Last week I received what has become a regular “follow up” call from a gem dealer. We had the usual discussion. Me: “Thanks for following up, I’m a very small business, and I really don’t use, um, regular gemstones. I like wacky, flawed stuff”. Him: “We have a HUGE inventory and selection, I’m sure you’ll find something you’ll like, or we can MAKE it for you! Plus we can get a CAD drawing out to you for a completed piece within 3 days, anything you want!” We have the same chat every six weeks or so. His company sells garden variety, perfectly cut gemstones, and casts lots rings and things from computer generated drawings. It’s hard to explain to some people that you really don’t want that stuff. (If this is your first time reading any of my posts, may I kindly refer you to an earlier post: “Not Flawless Please”).
This time I pursued the conversation a bit more since I was in a long line at the grocery store, and found myself saying this: “Look, what I do is ridiculous. I make every single bezel to fit all these odd shaped stones, I spend a lot of time sourcing out rocks that I can usually only get a few of because they’re so unique and I don’t cast anything. My stuff is pretty much one of a kind, or limited run. It takes a lot of time and effort, it doesn’t really make any sense.”
Did I just say that? Well it’s true. It wouldn’t make sense to a “business” person. But most business is boring. I like to live on the edge.
I’ve been thinking a lot about how true this is. When I got the nerve to show the necklace I made in the last blog post, I never expected to get such a positive reaction – from total strangers too.

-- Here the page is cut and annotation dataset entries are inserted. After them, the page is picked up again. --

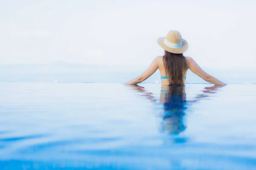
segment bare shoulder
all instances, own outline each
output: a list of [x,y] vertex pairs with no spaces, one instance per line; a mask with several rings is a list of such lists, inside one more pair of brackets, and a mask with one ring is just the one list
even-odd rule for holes
[[191,57],[185,57],[188,61],[190,61],[193,60],[193,59]]
[[163,61],[163,56],[157,56],[155,58],[155,60],[157,63],[161,63]]
[[186,57],[186,59],[187,62],[189,65],[189,64],[190,63],[191,63],[192,62],[194,61],[194,60],[193,60],[192,57]]

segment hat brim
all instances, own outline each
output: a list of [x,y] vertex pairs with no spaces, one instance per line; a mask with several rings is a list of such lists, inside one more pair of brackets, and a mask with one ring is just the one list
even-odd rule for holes
[[174,48],[169,47],[164,44],[163,42],[165,38],[165,37],[164,37],[158,38],[157,39],[157,43],[161,47],[168,52],[175,54],[181,54],[186,51],[189,48],[189,44],[184,39],[182,39],[182,45],[181,47],[178,48]]

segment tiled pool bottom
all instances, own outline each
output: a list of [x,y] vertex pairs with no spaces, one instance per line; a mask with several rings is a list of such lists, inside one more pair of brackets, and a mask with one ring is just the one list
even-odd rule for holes
[[0,83],[0,170],[256,169],[256,85]]

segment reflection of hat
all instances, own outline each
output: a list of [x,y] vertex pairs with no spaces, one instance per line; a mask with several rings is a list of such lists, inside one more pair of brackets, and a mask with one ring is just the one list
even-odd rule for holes
[[172,53],[183,53],[189,48],[188,42],[176,30],[169,31],[166,37],[157,39],[157,43],[164,50]]
[[177,134],[186,128],[184,125],[183,116],[174,115],[165,116],[163,119],[163,130],[168,133]]

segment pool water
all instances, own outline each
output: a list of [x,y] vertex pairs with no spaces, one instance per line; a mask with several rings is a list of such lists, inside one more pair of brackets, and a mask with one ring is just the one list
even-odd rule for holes
[[256,169],[256,85],[0,89],[0,170]]

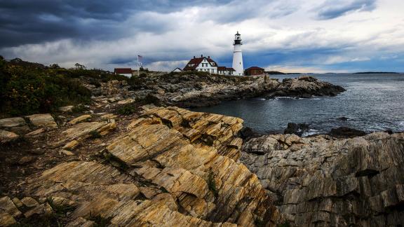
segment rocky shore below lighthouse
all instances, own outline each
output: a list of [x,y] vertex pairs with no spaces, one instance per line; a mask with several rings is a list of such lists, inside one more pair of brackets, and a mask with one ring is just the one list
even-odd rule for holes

The Wanga piece I showcased got a lot of reaction (considering I have what? 10 followers?) Apparently people read this stuff. It was wonderful to have a public message (and many private) of support. In addition to that, I received a wonderful commission for another “Wanga” piece.

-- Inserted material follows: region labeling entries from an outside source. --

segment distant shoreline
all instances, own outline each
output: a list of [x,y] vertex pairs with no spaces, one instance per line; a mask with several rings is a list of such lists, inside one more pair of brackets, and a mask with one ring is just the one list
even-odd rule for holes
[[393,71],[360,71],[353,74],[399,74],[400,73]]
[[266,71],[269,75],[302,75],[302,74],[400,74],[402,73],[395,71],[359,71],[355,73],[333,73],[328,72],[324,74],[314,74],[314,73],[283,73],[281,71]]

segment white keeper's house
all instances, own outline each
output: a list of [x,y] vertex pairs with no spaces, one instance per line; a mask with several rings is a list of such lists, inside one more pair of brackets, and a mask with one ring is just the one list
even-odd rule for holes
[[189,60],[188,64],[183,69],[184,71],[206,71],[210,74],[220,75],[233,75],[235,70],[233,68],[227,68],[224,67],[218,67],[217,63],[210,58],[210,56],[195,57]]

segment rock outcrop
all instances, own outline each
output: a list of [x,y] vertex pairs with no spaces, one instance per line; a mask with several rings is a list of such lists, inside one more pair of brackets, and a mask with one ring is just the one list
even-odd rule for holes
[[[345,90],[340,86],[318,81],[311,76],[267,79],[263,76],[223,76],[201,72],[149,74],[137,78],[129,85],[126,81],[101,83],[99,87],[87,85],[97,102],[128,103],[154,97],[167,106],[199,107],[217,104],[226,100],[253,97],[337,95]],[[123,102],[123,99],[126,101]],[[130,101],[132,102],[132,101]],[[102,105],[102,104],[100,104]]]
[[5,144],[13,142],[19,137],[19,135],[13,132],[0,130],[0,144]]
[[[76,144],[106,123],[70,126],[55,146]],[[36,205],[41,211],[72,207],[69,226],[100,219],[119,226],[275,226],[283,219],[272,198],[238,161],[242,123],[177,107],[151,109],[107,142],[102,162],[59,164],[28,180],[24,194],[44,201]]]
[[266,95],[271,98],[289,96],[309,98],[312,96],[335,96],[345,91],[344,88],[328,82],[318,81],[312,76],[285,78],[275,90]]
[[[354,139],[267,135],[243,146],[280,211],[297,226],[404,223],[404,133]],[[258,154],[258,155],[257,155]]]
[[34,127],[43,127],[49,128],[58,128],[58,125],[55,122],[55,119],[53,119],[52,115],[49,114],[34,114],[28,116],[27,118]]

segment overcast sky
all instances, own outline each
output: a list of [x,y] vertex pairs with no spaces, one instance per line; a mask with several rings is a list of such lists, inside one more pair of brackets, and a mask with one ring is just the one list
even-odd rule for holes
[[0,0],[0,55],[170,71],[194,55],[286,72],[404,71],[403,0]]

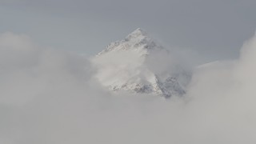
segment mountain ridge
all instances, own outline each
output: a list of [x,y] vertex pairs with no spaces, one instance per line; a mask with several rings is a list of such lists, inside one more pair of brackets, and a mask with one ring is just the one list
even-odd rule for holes
[[182,79],[189,79],[189,73],[172,64],[170,58],[169,50],[138,28],[125,39],[110,43],[93,62],[98,66],[97,79],[113,91],[165,98],[184,95],[186,82]]

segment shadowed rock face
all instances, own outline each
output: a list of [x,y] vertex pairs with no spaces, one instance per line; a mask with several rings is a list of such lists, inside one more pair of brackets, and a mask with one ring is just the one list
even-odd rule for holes
[[[170,52],[155,42],[145,30],[137,29],[124,40],[110,43],[97,54],[93,61],[96,62],[98,68],[96,78],[103,86],[115,92],[126,90],[158,94],[165,98],[185,94],[186,82],[180,79],[189,81],[189,73],[180,66],[173,66],[179,67],[179,70],[172,70],[171,71],[176,72],[170,72],[164,76],[155,74],[150,68],[154,67],[154,64],[146,62],[150,56],[156,62],[162,58],[161,54],[154,58],[156,53],[165,54],[162,57],[166,57],[166,54]],[[162,62],[154,62],[154,65],[162,65]]]

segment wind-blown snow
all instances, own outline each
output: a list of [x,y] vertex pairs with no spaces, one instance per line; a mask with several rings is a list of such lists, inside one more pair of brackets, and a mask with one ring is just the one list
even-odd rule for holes
[[[98,83],[99,71],[87,58],[36,46],[23,34],[1,34],[0,143],[255,143],[255,50],[254,36],[239,58],[199,66],[184,96],[163,100],[117,97]],[[154,58],[138,62],[163,75],[162,67],[173,66],[166,57],[155,65]]]
[[[95,77],[114,91],[181,96],[190,80],[190,73],[172,62],[171,54],[140,28],[124,40],[110,43],[92,62],[98,68]],[[162,70],[155,73],[154,67]]]

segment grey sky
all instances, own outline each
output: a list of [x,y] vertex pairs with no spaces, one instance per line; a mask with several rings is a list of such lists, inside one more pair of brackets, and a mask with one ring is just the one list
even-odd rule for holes
[[238,57],[256,28],[255,0],[13,0],[0,2],[0,32],[94,54],[138,27],[206,62]]

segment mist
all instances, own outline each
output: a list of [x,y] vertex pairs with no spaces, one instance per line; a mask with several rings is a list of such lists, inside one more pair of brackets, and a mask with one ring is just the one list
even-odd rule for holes
[[186,94],[165,99],[111,93],[90,58],[2,34],[0,143],[254,143],[255,58],[254,36],[239,58],[194,67]]

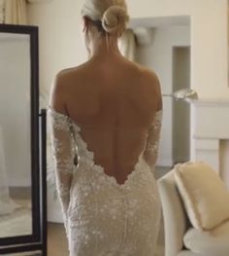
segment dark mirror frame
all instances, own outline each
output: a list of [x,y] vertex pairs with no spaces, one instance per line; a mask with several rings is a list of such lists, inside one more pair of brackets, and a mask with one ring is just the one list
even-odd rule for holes
[[0,24],[0,33],[29,35],[30,38],[30,127],[31,127],[31,205],[32,234],[0,238],[0,255],[41,250],[46,256],[46,111],[39,114],[38,27]]

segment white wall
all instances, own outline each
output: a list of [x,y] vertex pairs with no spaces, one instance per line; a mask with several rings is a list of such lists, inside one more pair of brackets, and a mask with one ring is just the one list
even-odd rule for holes
[[[41,86],[49,88],[57,70],[86,58],[80,36],[82,0],[29,5],[31,24],[40,25]],[[128,0],[133,18],[191,17],[191,87],[201,98],[229,98],[227,0]]]
[[[58,70],[86,59],[80,26],[82,2],[29,5],[28,20],[40,27],[40,85],[47,91]],[[229,99],[227,0],[127,0],[127,4],[131,18],[140,22],[152,17],[190,16],[191,88],[201,98]]]
[[[162,93],[173,92],[173,48],[190,46],[189,26],[165,26],[154,29],[153,42],[139,46],[136,60],[153,69],[160,80]],[[173,99],[163,97],[163,126],[158,165],[172,166],[173,160]]]
[[[7,36],[8,37],[8,36]],[[0,127],[9,185],[31,186],[28,36],[0,38]],[[1,166],[1,165],[0,165]]]

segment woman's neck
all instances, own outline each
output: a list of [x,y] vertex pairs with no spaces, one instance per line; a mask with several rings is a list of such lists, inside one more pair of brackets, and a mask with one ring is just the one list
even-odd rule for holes
[[117,39],[102,37],[91,44],[90,57],[111,57],[112,55],[121,55],[117,47]]

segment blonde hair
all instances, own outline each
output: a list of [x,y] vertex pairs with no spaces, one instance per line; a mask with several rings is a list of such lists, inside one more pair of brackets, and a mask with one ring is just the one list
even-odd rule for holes
[[101,22],[104,31],[117,37],[121,36],[129,21],[125,0],[84,0],[82,15]]

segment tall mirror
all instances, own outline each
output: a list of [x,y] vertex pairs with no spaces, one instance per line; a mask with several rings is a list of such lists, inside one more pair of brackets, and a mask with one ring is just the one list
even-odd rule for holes
[[41,240],[38,29],[0,25],[0,254]]
[[29,35],[0,33],[0,238],[6,238],[32,234]]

Emma (my patron!) was born in September (Happy Birthday Ms. Emma!) she has a daughter born in March. I made this piece for her:
Centered around a nice big aquamarine, (March birthstone for the beautiful daughter, representing peace) with sapphires: a natural blue rose cut sapphire set in 22K gold, and blue and orange sapphire briolettes (mom’s birthstone, representing truth and faithfulness). A couple of extra aquamarine briolettes just because, and an orthoceras (wisdom of our ancestors). This piece also has leather ties with sterling M&M end tabs so you can adjust the length.

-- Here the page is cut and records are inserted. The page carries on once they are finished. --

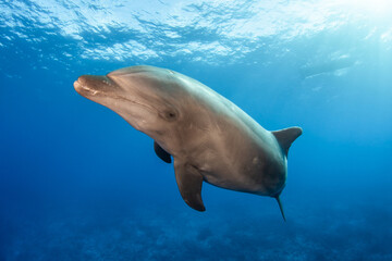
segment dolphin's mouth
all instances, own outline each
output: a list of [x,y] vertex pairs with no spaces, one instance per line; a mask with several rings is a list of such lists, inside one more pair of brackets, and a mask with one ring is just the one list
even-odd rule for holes
[[77,94],[79,94],[83,97],[86,97],[86,95],[96,96],[97,94],[100,92],[99,90],[89,88],[87,85],[83,85],[79,82],[79,79],[76,79],[74,82],[74,88],[77,91]]
[[110,105],[107,102],[101,101],[99,97],[122,100],[159,114],[159,110],[154,105],[147,105],[140,101],[137,101],[136,99],[130,99],[117,94],[117,90],[119,90],[119,86],[117,86],[115,83],[107,76],[82,75],[81,77],[78,77],[77,80],[74,82],[74,88],[81,96],[108,108],[110,108]]

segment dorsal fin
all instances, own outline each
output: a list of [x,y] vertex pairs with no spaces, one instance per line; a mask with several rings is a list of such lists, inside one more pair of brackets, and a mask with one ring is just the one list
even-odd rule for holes
[[278,201],[279,209],[281,210],[282,217],[283,217],[283,220],[284,220],[284,222],[285,222],[285,215],[284,215],[284,211],[283,211],[282,201],[280,200],[280,197],[279,197],[279,196],[277,196],[275,199],[277,199],[277,201]]
[[287,156],[292,142],[302,135],[302,128],[301,127],[283,128],[280,130],[274,130],[272,132],[272,134],[275,136],[282,150]]

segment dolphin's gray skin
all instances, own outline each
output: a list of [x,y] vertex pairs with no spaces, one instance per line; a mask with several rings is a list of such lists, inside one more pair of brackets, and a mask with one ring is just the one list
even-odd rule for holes
[[120,114],[155,139],[164,162],[174,159],[184,201],[205,211],[201,184],[278,200],[287,173],[287,151],[299,127],[268,132],[234,103],[180,73],[152,67],[83,75],[75,90]]

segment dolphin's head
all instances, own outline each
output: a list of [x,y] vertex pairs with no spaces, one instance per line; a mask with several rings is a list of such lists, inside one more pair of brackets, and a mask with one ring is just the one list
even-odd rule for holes
[[121,69],[106,76],[82,75],[74,88],[152,137],[164,134],[179,120],[177,98],[184,91],[174,72],[152,66]]

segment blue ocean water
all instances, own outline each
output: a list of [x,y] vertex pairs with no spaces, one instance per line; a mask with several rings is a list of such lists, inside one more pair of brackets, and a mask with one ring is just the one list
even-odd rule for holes
[[[73,88],[148,64],[267,129],[298,125],[275,201],[205,184]],[[233,148],[235,149],[235,148]],[[0,0],[0,260],[392,260],[388,0]]]

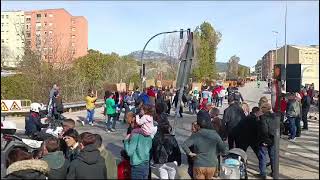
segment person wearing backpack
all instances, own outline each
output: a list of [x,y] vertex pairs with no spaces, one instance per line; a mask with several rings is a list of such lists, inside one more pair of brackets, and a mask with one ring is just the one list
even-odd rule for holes
[[177,166],[181,165],[181,152],[177,140],[171,135],[169,122],[159,124],[159,131],[152,142],[152,158],[160,179],[175,179]]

Making this necklace made me practically giddy. It brought me so much joy, it almost broke my heart to send it off. Thank you Emma for loving the Wanga!
Here’s part of Emma’s message: “I also love the Wanga series and would dearly like to have a necklace myself. Could you make one for me please?….. Let me know if it’s something you’d be prepared to do”.
Don’t you just love the way she asked?
Years ago, back in the 90s, (before I moved to New Orleans) I was hanging around a bar in the French Quarter, listening to some really mediocre music – hard to believe, I know, but it happened, at least that one time. I turned to the couple next to me and said: “This band sucks”. They agreed. I proceeded in talking them into sharing a cab to join me at another venue, to see another band across town. I’ve been friends with Linda and Steven ever since (even though Steven likes to tell everyone that I picked them up in a bar).
Steven asked me to make something for Linda for their anniversary this month. Happy Anniversary my friends!! I hope Linda likes this:
On my travels this summer, I stopped in New York for a little rock shopping. Here are a couple of things the rocks turned into:
Links to the shop inspired by Car Talk’s “Shameless Commerce Division”! Click the caption underneath the photographs.
I strip my soul bare, writing this stuff, and always wonder how goofy my process looks/sounds. Obviously I’m getting more brazen in sharing. Leaving a comfort zone doesn’t automatically bring on the magic. In fact, I have been squashed like a bug on many many occasions.
But as they say in the south: “You scared? Say you scared”. I ain’t scared.